Identification of discriminative metabolites between groups (E0 and E800) extracted from the PLS-DA loading plot with three different scaling methods (UV, CTR, and Par)

Metabolites (ppm) (HMDB ID) Relative quantity changes (%) (P*) UV (r #, VIP$) CTR (r #, VIP$) Par (r #, VIP$)
2-Aminoadipate (2.29) (HMDB00510) −48.3 (0.00) 0.74, 1.01 0.74, 0.09 0.74, 0.86
2-Hydroxybutyrate (0.89) (HMDB00008) −33.5 (0.00) 0.89, 1.30 0.87, 0.04 0.88, 0.69
3-Aminoisobutyrate (1.18) (HMDB03911) −55.5 (0.00) 0.90, 1.36 0.89, 0.05 0.91, 0.77
3-Hydroxyisovalerate (1.28) (HMDB00754) −45.9 (0.00) 0.88, 1.26 0.84, 0.07 0.88, 0.85
Alanine (1.50) (HMDB00161) −31.1 (0.00) 0.84, 1.03 0.82, 0.02 0.81, 0.43
Choline (3.19) (HMDB00097) −63.2 (0.00) 0.91, 1.42 0.90, 0.11 0.93, 1.02
Citrate (2.56) (HMDB00094) −57.0 (0.00) 0.90, 1.28 0.88, 0.10 0.90, 1.02
Creatine (3.96) (HMDB00064) −55.8 (0.00) 0.88, 1.30 0.92, 0.42 0.93, 2.04
Creatinine (3.05) (HMDB00562) −50.0 (0.00) 0.89, 1.26 0.90, 9.91 0.91, 10.0
Dimethylamine (2.72) (HMDB00087) −53.8 (0.00) 0.90, 1.32 0.88, 0.04 0.94, 2.46
Glycine (3.57) (HMDB00123) −49.8 (0.00) 0.83, 1.20 0.81, 0.36 0.84, 1.87
Inosine (6.08) (HMDB00195) −60.7 (0.00) 0.93, 1.42 0.97, 0.01 0.97, 0.38
Isobutyrate (1.08) (HMDB01873) −25.9 (0.00) 0.82, 1.23 0.80, 0.01 0.81, 0.41
Lactate (1.35) (HMDB00190) 800.5 (0.00) 0.97, 1.38 0.99, 32.9 0.97, 19.1
N,N-Dimethylglycine (2.93) (HMDB00092) −62.9 (0.00) 0.79, 1.24 0.79, 0.19 0.79, 1.40
N-Acetylcysteine (2.07) (HMDB01890) −42.8 (0.00) 0.91, 1.25 0.90, 0.11 0.92, 1.07
N-Acetylglutamate (2.05) (HMDB01138) −39.5 (0.00) 0.95, 1.29 0.94, 0.11 0.96, 1.08
Succinate (2.38) (HMDB00254) 211.6 (0.00) 0.97, 1.36 0.98, 0.33 0.97, 1.91
Taurine (3.43) (HMDB00251) −59.3 (0.00) 0.84, 1.20 0.75, 0.32 0.76, 1.70
Trimethylamine N-oxide (3.28) (HMDB00925) −55.0 (0.00) 0.86, 1.26 0.53, 0.90 0.51, 2.11
π-Methylhistidine (3.69) (HMDB00479) −42.9 (0.00) 0.88, 1.28 0.80, 1.38 0.82, 1.90

*P, the statistical significance value obtained from the pairwise comparisons of Student s t test.

#The correlation coefficient value (r) obtained from E0 vs. E800 models which is greater than 0.40 suggest that the concentration of the metabolite with this value has statistical difference between groups.

$The VIP value which is greater than 1 suggests that this variable has difference between groups.

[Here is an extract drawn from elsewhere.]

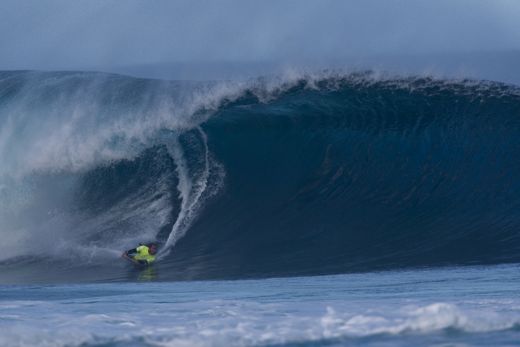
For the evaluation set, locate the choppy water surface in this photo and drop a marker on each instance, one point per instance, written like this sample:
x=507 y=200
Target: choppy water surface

Overall, our data indicate that although not user-friendly, UV scaling is more robust for the selection of discriminative metabolites with significant relative quantity changes in metabolomics analysis based on NMR-derived spectral data. However, to paint a more precise picture of the discriminative metabolites, the Par scaling and CTR scaling methods should be jointly applied.

4. Conclusion

In this work, the performances of three scaling approaches (UV, CTR, and Par) in NMR-based metabolomics analysis were systematically investigated, and the robustness and limitations of UV scaling, CTR scaling, and Par scaling were revealed. In our study, UV scaling gave robust results in both the extraction of clustering information and the identification of discriminative metabolites. In comparison with CTR scaling and Par scaling, UV scaling is much less insensitive to the technical errors incorporated in the analysis (Figures 1 and 2). To achieve optimal performance in NMR-based metabolomics analysis, UV scaling, Par scaling, and CTR scaling should be jointly used. In the clustering tendency detection step, the UV scaling approach is recommended. After the clustering information is obtained, the CTR scaling and Par scaling methods could be applied to detect possible technical error incorporated into the analysis. Then, with the guidance of the results revealed by the PCA scatter plot and loading plot derived from the CTR scaling or Par scaling preprocessed NMR spectra data, the technical errors can be fixed. After this operation, the discriminative metabolites contributing to group separations will be identified efficiently by using the loading plot data obtained in the new cycle of statistical analysis of the UV scaling. Overall, our data demonstrate an optimal working pipeline for scaling algorithm selection in NMR-based metabolomics analysis.

Supplementary Material

Supplementary material

Acknowledgments

We thank Wei Wang and Prof. Haiyan Zhang, who work at Shanghai Institute of Materia Medica, Chinese Academy of Sciences, for technical support in preparing the mouse spleen tissue samples. We thank Zhi Ruan and Prof. Haiyan Zhang, who work at Shanghai Institute of Materia Medica, Chinese Academy of Sciences, for technical support in preparing the mouse serum samples. We thank Feifei Chen and Prof. Lefu Lan, who work at Shanghai Institute of Materia Medica, Chinese Academy of Sciences, for technical support in preparing the cell samples.

Footnotes

Funding information: This work was funded by grants from the Institutes for Drug Discovery and Development, Chinese Academy of Sciences (Grant No. CASIMM0120164002 and CASIMM0120163013 to Naixia Zhang), and the military medical innovation special project (CWS11J028) and the “Thirteenth Five-Year Plan” military key disciplines and professional construction projects (Grant No. 2020SZ19-4).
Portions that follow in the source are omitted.